Kalam for bridging divide between urban, rural areas

June 27, 2011 12:07 am | Updated 12:07 am IST - DINDIGUL:

A.P.J. Abdul Kalam, former President, interacting with students at the 11th Science Congress held at Gandhigram Rural Institute near Dindigul on Sunday. Photo: G. Karthikeyan

A.P.J. Abdul Kalam, former President, interacting with students at the 11th Science Congress held at Gandhigram Rural Institute near Dindigul on Sunday. Photo: G. Karthikeyan

Providing roads, communication, knowledge and economic connectivity to all villages and bridging social and economic gap between urban and rural areas were the need of the hour to make the nation strong and powerful. Tamil Nadu's decision to implement Providing Urban Amenities in Rural Areas (PURA) scheme would make it a model State in the country as it would certainly bring a desirable social, economic and scientific change, said former President of India A.P.J. Abdul Kalam.

Inaugurating 11th Science Congress at Gandhigram Rural Institute near here on Sunday, he said that implementing PURA would change not only change villages but integrate education and research departments, entrepreneurs, agriculturists, self-help groups and youths to work for uplift of in all sections. Tamil Nadu would be a role model for other States.

Scientific solutions and technological support were important for rural development. “We need to chalk out a programme to equip every village in the district to manufacture one quality product with the help of domestic and foreign entrepreneurs. All villagers should be trained to produce it. Quality should be on par with private companies.”

Universities and research institutions should take outcome of researches to the village. Opportunity should be created for exports. Such measure will create sustainable job opportunities to rural youth.

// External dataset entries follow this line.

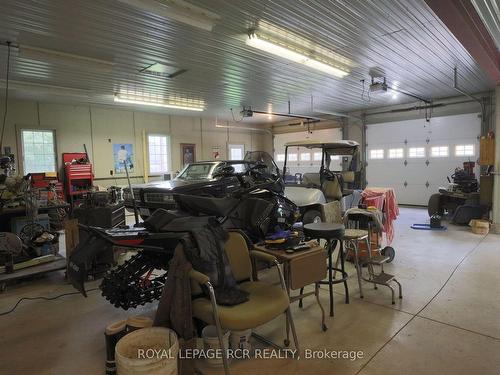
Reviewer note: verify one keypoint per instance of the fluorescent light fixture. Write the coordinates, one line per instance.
(177, 10)
(40, 89)
(296, 53)
(242, 128)
(58, 57)
(184, 104)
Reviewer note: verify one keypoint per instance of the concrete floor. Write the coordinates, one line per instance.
(447, 323)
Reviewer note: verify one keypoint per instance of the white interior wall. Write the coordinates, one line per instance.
(99, 127)
(496, 191)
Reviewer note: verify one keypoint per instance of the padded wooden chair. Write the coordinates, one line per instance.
(266, 301)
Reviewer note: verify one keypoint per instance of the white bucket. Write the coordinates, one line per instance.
(151, 351)
(211, 345)
(240, 339)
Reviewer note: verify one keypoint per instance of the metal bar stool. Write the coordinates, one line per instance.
(352, 237)
(333, 234)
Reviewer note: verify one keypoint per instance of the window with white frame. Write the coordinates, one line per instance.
(39, 151)
(236, 152)
(439, 151)
(396, 153)
(377, 154)
(464, 150)
(416, 152)
(280, 157)
(159, 153)
(305, 156)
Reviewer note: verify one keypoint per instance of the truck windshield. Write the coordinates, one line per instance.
(307, 161)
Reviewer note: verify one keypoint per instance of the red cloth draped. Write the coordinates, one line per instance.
(385, 200)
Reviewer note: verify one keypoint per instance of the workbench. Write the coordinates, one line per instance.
(59, 263)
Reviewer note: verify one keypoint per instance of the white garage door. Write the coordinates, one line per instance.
(302, 160)
(414, 157)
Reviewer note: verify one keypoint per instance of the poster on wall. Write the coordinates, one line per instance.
(216, 152)
(123, 153)
(188, 153)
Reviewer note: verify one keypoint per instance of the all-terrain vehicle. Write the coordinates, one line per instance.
(319, 172)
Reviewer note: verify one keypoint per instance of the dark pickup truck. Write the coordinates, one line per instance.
(196, 179)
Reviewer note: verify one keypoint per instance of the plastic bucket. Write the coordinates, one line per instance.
(113, 333)
(240, 339)
(211, 345)
(151, 351)
(138, 321)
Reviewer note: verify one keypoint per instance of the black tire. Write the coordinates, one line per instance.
(389, 252)
(434, 205)
(311, 216)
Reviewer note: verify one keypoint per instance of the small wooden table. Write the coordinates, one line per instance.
(301, 268)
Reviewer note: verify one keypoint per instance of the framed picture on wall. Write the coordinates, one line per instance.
(188, 153)
(123, 153)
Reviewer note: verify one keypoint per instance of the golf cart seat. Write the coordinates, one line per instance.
(311, 179)
(348, 176)
(332, 190)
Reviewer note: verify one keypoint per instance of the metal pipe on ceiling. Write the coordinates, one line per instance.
(455, 86)
(417, 108)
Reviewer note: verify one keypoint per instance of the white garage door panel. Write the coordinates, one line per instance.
(440, 131)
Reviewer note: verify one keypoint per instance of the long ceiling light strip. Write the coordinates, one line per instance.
(58, 57)
(178, 10)
(183, 105)
(294, 53)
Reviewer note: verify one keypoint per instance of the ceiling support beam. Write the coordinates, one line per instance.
(463, 21)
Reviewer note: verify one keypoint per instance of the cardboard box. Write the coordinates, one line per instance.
(480, 226)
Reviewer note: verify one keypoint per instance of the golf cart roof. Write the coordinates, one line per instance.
(343, 147)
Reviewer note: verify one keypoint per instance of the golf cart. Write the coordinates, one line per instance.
(316, 173)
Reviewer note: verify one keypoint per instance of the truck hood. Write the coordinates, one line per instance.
(169, 185)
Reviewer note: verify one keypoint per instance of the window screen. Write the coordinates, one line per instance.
(396, 153)
(439, 151)
(39, 152)
(377, 154)
(159, 155)
(464, 150)
(416, 152)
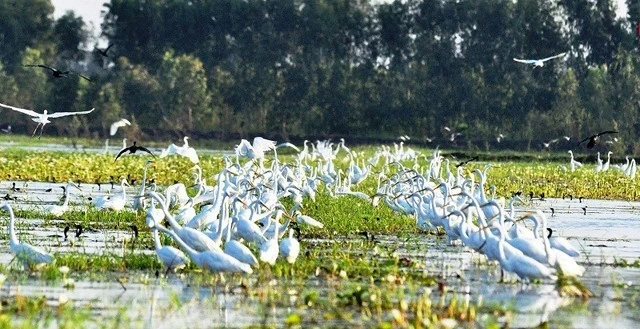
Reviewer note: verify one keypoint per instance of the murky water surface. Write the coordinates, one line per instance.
(605, 231)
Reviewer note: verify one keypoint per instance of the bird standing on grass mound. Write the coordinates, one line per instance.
(26, 253)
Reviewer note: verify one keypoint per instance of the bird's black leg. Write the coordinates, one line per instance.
(34, 131)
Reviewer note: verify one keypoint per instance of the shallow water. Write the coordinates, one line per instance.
(609, 232)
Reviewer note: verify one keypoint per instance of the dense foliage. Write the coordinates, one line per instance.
(303, 68)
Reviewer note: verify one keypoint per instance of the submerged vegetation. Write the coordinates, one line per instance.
(366, 267)
(537, 177)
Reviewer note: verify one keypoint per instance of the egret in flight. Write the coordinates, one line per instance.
(118, 124)
(43, 118)
(538, 62)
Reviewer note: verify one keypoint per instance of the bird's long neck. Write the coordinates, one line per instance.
(156, 238)
(124, 191)
(66, 196)
(13, 238)
(144, 180)
(172, 221)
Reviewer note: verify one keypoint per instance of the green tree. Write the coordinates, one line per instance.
(71, 34)
(22, 24)
(186, 100)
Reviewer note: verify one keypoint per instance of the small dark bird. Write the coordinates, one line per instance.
(462, 163)
(593, 138)
(57, 73)
(104, 52)
(133, 149)
(135, 231)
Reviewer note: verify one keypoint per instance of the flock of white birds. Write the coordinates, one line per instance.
(628, 168)
(217, 226)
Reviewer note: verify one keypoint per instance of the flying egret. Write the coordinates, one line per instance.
(184, 150)
(538, 62)
(133, 149)
(118, 124)
(43, 118)
(26, 253)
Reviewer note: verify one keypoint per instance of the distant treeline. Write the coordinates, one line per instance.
(296, 68)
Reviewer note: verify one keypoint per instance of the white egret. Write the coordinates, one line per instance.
(118, 124)
(43, 118)
(59, 210)
(26, 253)
(192, 237)
(538, 62)
(171, 257)
(290, 248)
(269, 250)
(184, 150)
(523, 266)
(115, 202)
(255, 150)
(139, 202)
(214, 261)
(574, 164)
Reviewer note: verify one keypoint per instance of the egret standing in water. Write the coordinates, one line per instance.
(538, 62)
(43, 118)
(26, 253)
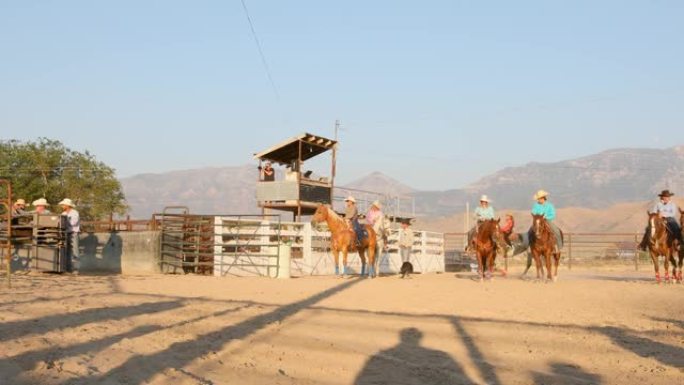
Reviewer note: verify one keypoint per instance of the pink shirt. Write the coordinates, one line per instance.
(372, 216)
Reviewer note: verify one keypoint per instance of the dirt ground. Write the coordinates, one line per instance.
(605, 327)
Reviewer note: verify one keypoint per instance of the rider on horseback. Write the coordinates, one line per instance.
(351, 215)
(668, 210)
(545, 208)
(482, 213)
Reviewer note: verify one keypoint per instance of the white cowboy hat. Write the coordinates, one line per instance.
(39, 202)
(67, 202)
(350, 199)
(540, 194)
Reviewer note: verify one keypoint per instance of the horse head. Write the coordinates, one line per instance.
(657, 224)
(539, 225)
(321, 214)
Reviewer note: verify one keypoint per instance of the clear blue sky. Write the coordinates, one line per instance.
(434, 93)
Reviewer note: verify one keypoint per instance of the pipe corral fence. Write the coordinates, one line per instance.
(579, 250)
(251, 245)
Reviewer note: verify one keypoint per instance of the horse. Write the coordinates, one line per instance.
(543, 243)
(343, 239)
(660, 242)
(382, 232)
(677, 269)
(488, 234)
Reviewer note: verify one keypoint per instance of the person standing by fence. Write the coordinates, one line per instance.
(406, 240)
(73, 229)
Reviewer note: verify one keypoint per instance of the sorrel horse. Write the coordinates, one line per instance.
(543, 243)
(343, 239)
(661, 243)
(488, 234)
(677, 269)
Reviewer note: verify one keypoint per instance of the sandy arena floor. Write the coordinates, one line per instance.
(588, 328)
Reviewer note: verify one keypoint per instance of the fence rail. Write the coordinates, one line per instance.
(579, 249)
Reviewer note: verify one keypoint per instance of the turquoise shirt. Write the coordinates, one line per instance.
(546, 209)
(482, 214)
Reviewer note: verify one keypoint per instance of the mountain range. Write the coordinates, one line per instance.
(597, 181)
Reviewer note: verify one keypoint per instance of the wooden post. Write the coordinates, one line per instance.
(218, 246)
(569, 251)
(636, 252)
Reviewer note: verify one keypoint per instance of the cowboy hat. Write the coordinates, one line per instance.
(350, 199)
(540, 194)
(39, 202)
(67, 202)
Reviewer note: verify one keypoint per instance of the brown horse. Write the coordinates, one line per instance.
(677, 267)
(486, 239)
(343, 239)
(660, 244)
(543, 243)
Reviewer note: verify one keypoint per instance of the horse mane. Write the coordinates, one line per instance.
(336, 217)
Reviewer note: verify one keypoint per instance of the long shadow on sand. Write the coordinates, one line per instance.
(16, 329)
(666, 354)
(140, 369)
(13, 368)
(410, 363)
(566, 374)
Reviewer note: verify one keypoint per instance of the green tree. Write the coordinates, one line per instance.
(48, 169)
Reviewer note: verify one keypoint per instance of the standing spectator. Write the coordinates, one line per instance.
(268, 173)
(73, 229)
(406, 239)
(18, 209)
(41, 206)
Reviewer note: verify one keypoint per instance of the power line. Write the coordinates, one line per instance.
(261, 52)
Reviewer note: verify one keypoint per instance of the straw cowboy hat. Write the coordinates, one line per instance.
(350, 199)
(67, 202)
(540, 194)
(39, 202)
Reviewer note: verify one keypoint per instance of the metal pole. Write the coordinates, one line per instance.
(570, 251)
(8, 257)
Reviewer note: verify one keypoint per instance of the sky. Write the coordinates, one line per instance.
(436, 94)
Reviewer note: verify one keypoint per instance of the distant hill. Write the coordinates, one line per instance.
(596, 181)
(614, 177)
(380, 183)
(219, 190)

MBA students should feed market information to them continuously. Such activities, I hope, will spread to all villages in Tamil Nadu, he hoped. “Development of science and technology are essential for village development.”

Problems of six lakh villages should be analysed and scientific solutions should be found to upgrade villages.

Universities, central and State governments, industrial houses and banks should join hands with research students to take up research work to solve challenges faced by rural mass. If you succeed in this goal, you will even solve many global problems.

“If we achieve 10 per cent GDP growth and sustain it for next decade, we can bring up people below poverty level, increase jobs, scale up individual income, develop agriculture, education, research, health care, water facility, power and industrial development, provide all urban facilities at villages and create a knowledgeable society,” Dr. Kalam said. “We can create India run by a responsible, transparent and corrupt free administration.”

Infrastructure unsuitable for development, unfulfilled land reforms, insufficient financial reforms, unbridled government expenditure, shortage of quality human resources and weakness in not taking government schemes fully to people were barriers before us, he stated.

Kundrakudi Ponnambala Adigalar said spiritualism blended scientific development would bring a sustainable change in the society. Earlier, Dr. Kalam interacted with his teacher Chinnappar at the venue. Vice-Chancellor Soma Ramasamy presided.